# Building your own ATV stereo...



## tacoma_2002

Anyone ever built their own? I know I've seen tons of PVC Audio Tubes, but has anyone ever built their own system with the radio/cd player?

I'm thinking of doing this in the near future, and I'm trying to get a few idea's. I've thought of using the medium sized coleman cooler and just cutting holes in it and sealing it all up, or building a custom box from fiberglass.

Just throwing idea's around.


----------



## PolarisEmtFirefighter

You can use wood just get it linxed ive built one with a buddy and it dont leak at all . with the Cd player set up


----------



## tacoma_2002

I'll probably wind up building one out of some flimsy wood and coat with fiberglass and resin...then tear out all the excess wood that I'll have to use to brace up the mold and spray it with bedliner...If I can figure out how to cram a CD player into some large PVC pipe I'll go that route.....or the cooler.


----------



## harmonsbrute

tacoma did u get my pm?


----------



## tacoma_2002

thats what gave me the PVC idea Harmon .

Looking to do this on the cheap....Shooting for around 200bucks if not I'll order from atvtrailtunes.


----------



## harmonsbrute

if u do order from him. tell him i sent ya. might getcha a lil cheaper


----------



## tacoma_2002

cool deal man! thanks!


----------



## harmonsbrute

yup


----------



## snipe523

This is one I built for my old Brute. It took me about two days to slap together and I coated it with the bedliner spray from wallyworld.


----------



## 850PoPo

Man that is nice how much in materials does it cost to build one like that ?


----------



## snipe523

I think the materials ran me about 60-70 bucks for that one. The most expensive part is the resin.
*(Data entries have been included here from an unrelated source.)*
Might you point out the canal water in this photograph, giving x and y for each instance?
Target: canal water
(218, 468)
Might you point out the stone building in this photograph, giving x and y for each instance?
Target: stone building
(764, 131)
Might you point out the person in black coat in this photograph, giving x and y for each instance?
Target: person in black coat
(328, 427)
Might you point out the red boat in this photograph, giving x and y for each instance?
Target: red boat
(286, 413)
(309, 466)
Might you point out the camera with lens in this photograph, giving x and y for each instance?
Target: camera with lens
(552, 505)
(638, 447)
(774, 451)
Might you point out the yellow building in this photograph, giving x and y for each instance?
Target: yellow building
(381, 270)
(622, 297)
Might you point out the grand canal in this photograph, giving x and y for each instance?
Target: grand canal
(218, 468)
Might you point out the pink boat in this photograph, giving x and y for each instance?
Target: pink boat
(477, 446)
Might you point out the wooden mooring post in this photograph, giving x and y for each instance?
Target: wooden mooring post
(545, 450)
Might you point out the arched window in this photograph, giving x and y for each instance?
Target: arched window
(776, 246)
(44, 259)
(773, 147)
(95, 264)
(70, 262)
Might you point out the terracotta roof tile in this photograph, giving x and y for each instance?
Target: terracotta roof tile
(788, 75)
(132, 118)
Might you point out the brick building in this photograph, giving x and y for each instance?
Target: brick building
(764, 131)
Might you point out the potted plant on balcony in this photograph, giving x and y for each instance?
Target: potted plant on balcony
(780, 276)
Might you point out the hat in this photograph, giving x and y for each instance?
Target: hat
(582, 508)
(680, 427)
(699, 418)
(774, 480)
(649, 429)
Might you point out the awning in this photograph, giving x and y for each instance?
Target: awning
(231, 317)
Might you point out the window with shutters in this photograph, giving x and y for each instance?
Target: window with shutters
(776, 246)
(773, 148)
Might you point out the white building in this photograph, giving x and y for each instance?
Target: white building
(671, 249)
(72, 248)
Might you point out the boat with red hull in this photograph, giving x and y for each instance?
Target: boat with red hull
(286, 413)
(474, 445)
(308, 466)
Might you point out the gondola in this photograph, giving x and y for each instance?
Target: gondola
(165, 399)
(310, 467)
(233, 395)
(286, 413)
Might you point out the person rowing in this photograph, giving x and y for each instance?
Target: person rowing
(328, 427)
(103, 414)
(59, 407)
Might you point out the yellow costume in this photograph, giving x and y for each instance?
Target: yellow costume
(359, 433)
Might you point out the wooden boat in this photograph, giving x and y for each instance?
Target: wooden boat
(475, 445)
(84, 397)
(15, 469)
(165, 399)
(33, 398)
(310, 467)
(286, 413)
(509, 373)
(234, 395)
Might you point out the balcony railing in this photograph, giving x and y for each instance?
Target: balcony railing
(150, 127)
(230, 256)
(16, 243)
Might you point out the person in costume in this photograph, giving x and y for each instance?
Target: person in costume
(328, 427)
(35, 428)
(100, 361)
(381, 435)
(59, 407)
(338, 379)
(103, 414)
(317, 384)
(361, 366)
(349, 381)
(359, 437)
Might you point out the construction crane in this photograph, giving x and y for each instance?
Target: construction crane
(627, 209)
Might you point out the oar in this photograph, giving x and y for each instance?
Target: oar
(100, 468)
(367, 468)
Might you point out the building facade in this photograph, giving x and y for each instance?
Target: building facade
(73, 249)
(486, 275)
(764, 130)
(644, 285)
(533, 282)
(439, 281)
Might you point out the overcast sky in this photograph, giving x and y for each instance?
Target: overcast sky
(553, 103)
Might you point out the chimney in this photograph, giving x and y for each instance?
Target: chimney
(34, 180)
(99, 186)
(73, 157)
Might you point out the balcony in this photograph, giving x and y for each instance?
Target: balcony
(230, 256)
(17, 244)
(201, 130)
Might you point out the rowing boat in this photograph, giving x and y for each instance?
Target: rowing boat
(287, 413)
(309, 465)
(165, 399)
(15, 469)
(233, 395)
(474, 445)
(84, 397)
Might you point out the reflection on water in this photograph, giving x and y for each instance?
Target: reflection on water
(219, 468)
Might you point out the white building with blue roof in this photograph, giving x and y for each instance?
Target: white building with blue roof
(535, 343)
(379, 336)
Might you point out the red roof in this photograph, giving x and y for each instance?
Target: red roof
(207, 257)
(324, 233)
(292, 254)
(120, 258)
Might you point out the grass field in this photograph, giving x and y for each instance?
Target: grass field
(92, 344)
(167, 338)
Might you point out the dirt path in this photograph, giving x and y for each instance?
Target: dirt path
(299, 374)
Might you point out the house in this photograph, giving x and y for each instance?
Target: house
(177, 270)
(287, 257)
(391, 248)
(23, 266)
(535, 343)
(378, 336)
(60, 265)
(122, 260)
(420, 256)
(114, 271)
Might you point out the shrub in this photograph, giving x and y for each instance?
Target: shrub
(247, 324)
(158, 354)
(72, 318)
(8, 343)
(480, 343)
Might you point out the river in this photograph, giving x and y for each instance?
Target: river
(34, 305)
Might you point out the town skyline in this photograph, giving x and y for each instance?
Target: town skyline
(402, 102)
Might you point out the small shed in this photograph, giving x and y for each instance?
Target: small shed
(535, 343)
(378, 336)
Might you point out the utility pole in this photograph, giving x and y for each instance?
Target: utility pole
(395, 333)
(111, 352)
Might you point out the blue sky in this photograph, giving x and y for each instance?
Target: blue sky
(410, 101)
I think it was about 30 or so dollars a gallon the last time I bought it.


----------



## 850PoPo

I've seen fiberglass filler at stores in the automotive section is that the same as resin you like mix hardner with it to form solid


----------



## IBBruin

tacoma_2002 said:


> I'll probably wind up building one out of some flimsy wood and coat with fiberglass and resin...then tear out all the excess wood


Go to Wally World or any craft store and buy the foam blocks like florist use to make floral arrangements. Glue them together, shape it any way you want. cover it with glass mat and pour resin over it. After the glass is cured you can go to a car wash and use the pressure washer on the foam and viola! That's how I did my scoop.


----------



## 850PoPo

Hey do you have any pictures on how you did it and were we can get the materials i have some spare time and would like to make this a project ive never heard of glass mat


----------



## IBBruin

Sorry no pics during the process. click the link in my sig to see the finished product. I got everything I needed at Wal Mart. The glass mat I was talking about is just fiberglass that's woven like cloth instead of fibers just thrown together. Once you get your form together and shaped the way you want it, you can spray it with adhesive and stick the mat to it. It will stay in place until you get the resin poured on it. If you've never done any fiberglass work before, practice just covering one of the foam blocks. It'd be a biotch to build the form for your stereo and have something come up you forgot to do.


----------



## tacoma_2002

Did the resin not eat the florist foam up? I'd thought about that, but I was skeered the resin would eat the foam up!


----------



## IBBruin

Excellent question. I guess they make several different kinds of the foam. On the scoop for mine, the resin had no effect. On another scoop I made, the resin DID start to melt the foam. Luckily we tested it on a piece before we soaked the actual form. Once we realized it would melt the foam, We bought a box of plaster of paris, the dry kind, and put a thin layer of it over the foam with a putty knife. Once it dried we sanded it lightly and attached the mat to it. I'm glad you brought that up.


----------



## tacoma_2002

Wanna help me build one ? Where'd you get the foam? I thought about HobbyTown over at Barnescrossing, but they closed down a while back!


----------



## IBBruin

Wal Mart has them pretty cheap. If I could find the time I wouldn't mind helping at all.


----------



## guimond47

hey boys , i need help. where would i buy the bed liner spray to protect and seal my wooden stereo box? does it come in a spray can?


----------



## biggdady

yes it comes in a spray can and I know for a fact i can get it at wally world over here. Just make sure you hit the seam of the wood real good with the bed liner or ruberized under coating to make it water tight.


----------



## wood butcher

auto parts stores carry it , maybe even walmart


----------



## gpinjason

Don't use the rubber under coating spray... That's what I used and it doesn't really dry right on wood... Even a year later it is still tacky


----------



## hoover

Undercoat never really dries LOL, people are always bringing cans back thinking its defective...


----------



## gpinjason

It definitely keeps the box from moving around on the front rack... you actually have to pry it off... LOL


----------



## guimond47

in otherwords do not use undercoating? just bed liner?


----------



## gpinjason

guimond47 said:


> in otherwords do not use undercoating? just bed liner?


exactly


----------



## tiababby

*Brute force speaker box*



snipe523 said:


> This is one I built for my old Brute. It took me about two days to slap together and I coated it with the bedliner spray from wallyworld.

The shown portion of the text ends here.